[HN Gopher] Bringing Record and Replay debugging everywhere on L...
       ___________________________________________________________________
        
       Bringing Record and Replay debugging everywhere on Linux
        
       Author : sidkshatriya
       Score  : 190 points
       Date   : 2025-03-26 12:49 UTC (4 days ago)
        
 (HTM) web link (github.com)
 (TXT) w3m dump (github.com)
        
       | yjftsjthsd-h wrote:
       | Well! That eliminates one of if not the biggest problems with
       | rr:) Is there some catch or tradeoff? Performance, maybe?
        
         | sidkshatriya wrote:
         | Author here. Yes there are some tradeoffs:
         | 
         | - Performance: slower than using rr with HW counters. Both
         | dynamic and static instrumentation employed by _Software
         | Counter mode_ rr slow things down
         | 
         | - Potential fragility: Dynamic and static instrumentation can
         | often make record/replay a bit more fragile
         | 
         | - Currently only x86-64 support has been publicly released. I
         | have aarch64 support working reasonably well internally and it
         | allows me for instance run to rr in a Linux VM running on macOS
         | ! I have yet to figure out my strategy for the aarch64 release
         | so watch https://github.com/sidkshatriya/rr.soft for any
         | updates.
         | 
         | - Currently can run only on a few recent Linux distributions
         | (e.g. Fedora 40/41, Debian Unstable, Ubuntu 24.10) because it
         | relies on robust debuginfod support that is not widespread yet.
         | See https://github.com/sidkshatriya/rr.soft/wiki#how-does-
         | softwa... for why debuginfod is required. The debuginfod
         | requirement may be relaxed in the future with more work
         | 
         | Regardless of the tradeoffs this allows rr to be used in many
         | more situations i.e. wherever HW Performance counter access is
         | not possible/not reliable/broken.
         | 
         | I would love it if more people tried this out and let me know
         | if things worked out well for them (or not) with their
         | programs.
        
           | Agingcoder wrote:
           | Does it work with Pernosco ?
        
             | sidkshatriya wrote:
             | I've not used Pernosco but I am generally aware of it. My
             | guess is that Pernosco would need to be technically
             | modified to support recordings that have "soft ticks" i.e.

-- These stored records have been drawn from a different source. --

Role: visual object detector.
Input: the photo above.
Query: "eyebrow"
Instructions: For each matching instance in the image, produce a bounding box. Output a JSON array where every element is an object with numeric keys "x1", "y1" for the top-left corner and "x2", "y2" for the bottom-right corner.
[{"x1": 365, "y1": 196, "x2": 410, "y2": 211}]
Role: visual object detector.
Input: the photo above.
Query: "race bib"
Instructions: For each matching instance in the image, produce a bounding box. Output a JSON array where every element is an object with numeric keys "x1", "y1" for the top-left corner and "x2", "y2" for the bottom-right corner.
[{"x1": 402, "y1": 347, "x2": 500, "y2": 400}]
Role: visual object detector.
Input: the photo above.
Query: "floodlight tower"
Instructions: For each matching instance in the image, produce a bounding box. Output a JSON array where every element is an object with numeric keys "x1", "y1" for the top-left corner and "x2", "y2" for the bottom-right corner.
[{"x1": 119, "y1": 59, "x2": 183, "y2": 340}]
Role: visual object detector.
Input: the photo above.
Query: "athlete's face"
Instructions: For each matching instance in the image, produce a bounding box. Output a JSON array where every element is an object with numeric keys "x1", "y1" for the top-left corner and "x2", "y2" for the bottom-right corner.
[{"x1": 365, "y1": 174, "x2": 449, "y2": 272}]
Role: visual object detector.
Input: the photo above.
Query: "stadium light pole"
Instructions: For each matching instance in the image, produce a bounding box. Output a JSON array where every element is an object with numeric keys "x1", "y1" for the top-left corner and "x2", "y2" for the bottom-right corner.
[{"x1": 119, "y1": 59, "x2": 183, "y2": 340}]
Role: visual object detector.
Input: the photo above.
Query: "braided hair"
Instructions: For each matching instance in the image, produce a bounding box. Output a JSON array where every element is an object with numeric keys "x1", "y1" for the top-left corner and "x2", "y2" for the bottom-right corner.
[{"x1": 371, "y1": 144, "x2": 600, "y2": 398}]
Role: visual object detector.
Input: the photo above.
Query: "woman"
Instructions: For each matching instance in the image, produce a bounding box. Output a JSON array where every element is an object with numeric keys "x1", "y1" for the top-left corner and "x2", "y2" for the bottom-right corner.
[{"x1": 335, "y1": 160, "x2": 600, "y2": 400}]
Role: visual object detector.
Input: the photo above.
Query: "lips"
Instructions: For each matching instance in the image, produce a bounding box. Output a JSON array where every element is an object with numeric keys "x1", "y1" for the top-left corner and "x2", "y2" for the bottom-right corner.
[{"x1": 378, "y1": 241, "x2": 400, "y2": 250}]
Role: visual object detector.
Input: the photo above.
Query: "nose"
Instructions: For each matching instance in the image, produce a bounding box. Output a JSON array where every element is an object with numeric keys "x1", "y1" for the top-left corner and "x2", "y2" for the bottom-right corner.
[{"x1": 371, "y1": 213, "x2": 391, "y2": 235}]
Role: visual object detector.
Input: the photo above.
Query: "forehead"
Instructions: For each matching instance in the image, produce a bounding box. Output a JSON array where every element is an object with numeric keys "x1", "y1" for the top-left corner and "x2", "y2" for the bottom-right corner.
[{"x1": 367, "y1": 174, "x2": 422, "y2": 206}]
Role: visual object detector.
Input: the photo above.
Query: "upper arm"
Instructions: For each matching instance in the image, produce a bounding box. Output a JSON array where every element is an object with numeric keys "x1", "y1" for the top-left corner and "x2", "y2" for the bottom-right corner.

             | use Software Counters.
             | 
             | I don't see any compelling reason why this should _not_ be
             | possible from a broad level technical point of view.
             | Pernosco engineers of course would be able to give a more
             | authoritative reply.
        
           | vlovich123 wrote:
           | I'm assuming this changes nothing about the lack of io_uring
           | support?
        
             | sidkshatriya wrote:
             | Yes, io_uring is still not supported due to fundamental
             | issues in the overall rr architecture which my modification
             | does not resolve. My modification only addresses the HW
             | counter requirement of upstream rr and the other core
             | aspects of rr remain the same.
             | 
             | Normal system calls transition to kernel space and return
             | back from kernel space. They will change your program's
             | memory/process state as soon as they complete. This gives
             | rr an easy boundary when it "can do its thing" to record
             | memory/process state changes or insert results (during
             | replay).
             | 
             | When does an io_uring request/response complete ? That's
             | difficult to say. The kernel/userspace when using io_uring
             | communicate with each other by checking a queue head or
             | tail with memory accesses to see if something got
             | added/removed from request/response ring buffer.
             | 
             | Think of io_uring and userspace cooperating via memory.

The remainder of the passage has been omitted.